Core Design Principles for Agent Wallets

1. Never use a persistent key for an agent task. A fresh session key per task is cleaner, safer, and easier to reason about
2. Function selectors matter more than vague contract allowlists. Permissions must be exact, not aspirational
3. Policy validation belongs between the model and the signer. Not in the UI. Not in a comment. In an actual execution firewall
4. Wire up the Paymaster early. Gas friction is operational noise. Remove it before it becomes a production problem
5. Do not write custom account contracts. Unless it is an explicit research goal, use an audited, modular factory and compose from there

The Honest Take

ERC-4337 is not magic.

Validation constraints are real. Bundler behavior is still a factor in the trust model.

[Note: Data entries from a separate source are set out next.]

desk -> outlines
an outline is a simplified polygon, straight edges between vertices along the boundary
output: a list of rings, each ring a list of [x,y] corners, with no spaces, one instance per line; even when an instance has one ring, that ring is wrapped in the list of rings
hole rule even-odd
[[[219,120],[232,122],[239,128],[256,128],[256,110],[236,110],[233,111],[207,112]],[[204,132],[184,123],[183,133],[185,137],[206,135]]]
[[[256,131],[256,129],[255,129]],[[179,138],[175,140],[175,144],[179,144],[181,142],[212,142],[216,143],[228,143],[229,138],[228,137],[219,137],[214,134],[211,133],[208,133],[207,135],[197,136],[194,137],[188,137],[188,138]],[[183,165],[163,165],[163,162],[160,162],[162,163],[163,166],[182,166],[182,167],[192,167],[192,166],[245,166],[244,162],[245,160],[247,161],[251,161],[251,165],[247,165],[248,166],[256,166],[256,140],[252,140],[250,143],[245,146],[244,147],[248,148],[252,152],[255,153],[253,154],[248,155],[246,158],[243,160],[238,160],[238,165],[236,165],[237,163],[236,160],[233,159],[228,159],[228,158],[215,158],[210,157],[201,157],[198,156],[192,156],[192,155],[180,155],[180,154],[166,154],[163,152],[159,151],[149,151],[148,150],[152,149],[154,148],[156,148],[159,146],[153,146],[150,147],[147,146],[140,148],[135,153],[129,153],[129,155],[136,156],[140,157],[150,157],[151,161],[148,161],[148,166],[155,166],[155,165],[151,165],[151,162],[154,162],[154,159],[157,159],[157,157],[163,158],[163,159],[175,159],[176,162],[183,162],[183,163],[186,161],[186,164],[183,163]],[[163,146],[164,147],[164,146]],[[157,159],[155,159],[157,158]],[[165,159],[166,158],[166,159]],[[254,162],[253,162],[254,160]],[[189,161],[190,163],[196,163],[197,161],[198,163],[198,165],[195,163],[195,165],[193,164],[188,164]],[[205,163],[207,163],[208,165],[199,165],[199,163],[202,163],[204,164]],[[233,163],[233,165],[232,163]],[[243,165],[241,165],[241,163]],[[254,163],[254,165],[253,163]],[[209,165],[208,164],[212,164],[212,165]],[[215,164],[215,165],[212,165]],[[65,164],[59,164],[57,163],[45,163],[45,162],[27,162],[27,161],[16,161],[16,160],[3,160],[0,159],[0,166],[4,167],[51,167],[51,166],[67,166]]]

Paymasters require abuse protection, and not every piece of the modular ecosystem is equally battle-tested at scale.

But the direction is right.

For the first time, the infrastructure is robust enough to grant machines scoped financial agency without handing over the keys to the vault. It is the difference between an AI demo and a system fit for production.

The “autonomous agent” story in Web3 has spent a long time sounding better than it worked. The stack is finally catching up with the idea.

For developers and teams working through agent wallet architecture, session key design, or securing the boundary between AI decision layers and signing authority, this is the infrastructure worth building on.